Atualmente, nas livrarias, é possível encontrar os dois
livros em edições muito bem cuidadas. A Ilíada,
em capa dura e arte final perfeita, traduzida por Odorico Mendes, famoso
intelectual brasileiro que viveu no século XIX, é da Ateliê Editorial. A
tradução é tão bem resolvida que se tornou modelo entre aqueles que desejam
seguir essa muitas vezes ingrata carreira de tradutor. A Odisseia já aparece em edição mais simples, porém bilíngue e também
muito bem acabada, traduzida pelo conhecido professor Trajano Vieira, com
posfácio de Ítalo Calvino; a editora é a 34. Na Odisseia há ainda inúmeras
notas, a geografia do Mediterrâneo à época em que se passaram a guerra de Troia
e as viagens de Ulisses (calcula-se que a guerra tenha ocorrido entre 1300 e
1200 a.C., logo seis ou sete séculos antes de se transformar em literatura), e
o sumário dos cantos.
O motivo da Ilíada,
como todos sabem, é a fuga de Helena (mulher de Menelau, rei de Esparta) e Páris
para Troia (alguns afirmam que ela teria sido raptada), o que motivou uma
espécie de aliança entre várias cidades-estados da Grécia para acorrer à Ásia
menor e trazê-la de volta.

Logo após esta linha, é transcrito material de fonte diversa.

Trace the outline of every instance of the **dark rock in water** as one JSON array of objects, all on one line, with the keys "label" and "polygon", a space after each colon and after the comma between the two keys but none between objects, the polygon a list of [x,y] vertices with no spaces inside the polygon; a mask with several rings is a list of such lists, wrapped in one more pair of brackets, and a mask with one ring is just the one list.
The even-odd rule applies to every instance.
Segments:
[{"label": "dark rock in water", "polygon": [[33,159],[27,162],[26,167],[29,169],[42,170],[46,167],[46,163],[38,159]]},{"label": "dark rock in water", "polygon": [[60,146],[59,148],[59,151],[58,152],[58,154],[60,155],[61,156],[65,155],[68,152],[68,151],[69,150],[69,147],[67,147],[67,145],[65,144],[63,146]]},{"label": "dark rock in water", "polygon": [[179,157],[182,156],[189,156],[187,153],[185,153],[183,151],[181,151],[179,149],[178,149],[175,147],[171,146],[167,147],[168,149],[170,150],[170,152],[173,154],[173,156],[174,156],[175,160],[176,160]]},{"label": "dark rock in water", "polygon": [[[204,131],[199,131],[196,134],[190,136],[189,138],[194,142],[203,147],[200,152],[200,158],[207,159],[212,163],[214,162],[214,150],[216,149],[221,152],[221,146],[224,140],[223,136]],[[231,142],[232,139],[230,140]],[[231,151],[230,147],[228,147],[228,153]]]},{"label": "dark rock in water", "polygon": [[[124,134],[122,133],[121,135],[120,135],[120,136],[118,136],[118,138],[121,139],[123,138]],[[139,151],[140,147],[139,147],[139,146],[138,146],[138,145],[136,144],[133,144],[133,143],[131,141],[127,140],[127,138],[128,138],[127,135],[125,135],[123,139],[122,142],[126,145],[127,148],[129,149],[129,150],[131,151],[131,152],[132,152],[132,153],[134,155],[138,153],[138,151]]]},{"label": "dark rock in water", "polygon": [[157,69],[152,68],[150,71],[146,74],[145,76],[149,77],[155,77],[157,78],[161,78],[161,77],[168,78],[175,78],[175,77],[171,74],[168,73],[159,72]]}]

Só que, entre marchas e contramarchas, a guerra dura
dez anos. Os gregos combatem sob o comando de Agamêmnon.
Já a Odisseia
narra a volta de Ulisses a Ítaca, ilha governada por ele. Mas o herói, autor do
cavalo de madeira que enganou os troianos e tornou possível aos gregos a
vitória, leva vinte anos para conseguir retornar a sua ilha, somando o tempo
que durou a guerra. Ele sofre no percurso todo o tipo de atribulações.
Enquanto a Ilíada
é pungente porque além de cantar a vitória das hostes aliadas ressalta a
desventura dos que morrem em terra estrangeira, a Odisseia nos aponta o percurso de um homem e sua solidão. Apesar do
caráter heroico atribuído a Odisseu, não há quem não se identifique com ele quando
se trata dos problemas humanos. O herói é levado cada vez para mais longe de
casa; experimenta a ameaça de monstros inimigos, feiticeiras, sereias,
tempestades e naufrágios. Seus companheiros vão pouco a pouco perdendo a vida
pelo caminho e, quando consegue voltar para casa, Ulisses chega sozinho e em
nau estrangeira. Além disso, precisa disfarçar-se para tramar a vitória sobre
os pretendentes que assediam sua esposa. Como havia duas décadas que partira e
jamais dera notícias, muitos achavam que ele morrera enquanto navegava de volta
a sua Ítaca. A viagem de Ulisses é tão tormentosa que ele chega a ir ao Hades –
na mitologia grega é a terra dos mortos –, onde reencontra muitos dos seus
companheiros que pereceram no campo de batalha, como Ajax e Aquiles. Também
descobre entre os mortos sua mãe, que ainda vivia quando ele partiu para a
guerra.
Em algumas paragens, o herói também é recompensado com a
lealdade e a amizade, como entre os feácios. Estes o acolhem, enchem-no de
presentes e o transportam de volta a Ítaca.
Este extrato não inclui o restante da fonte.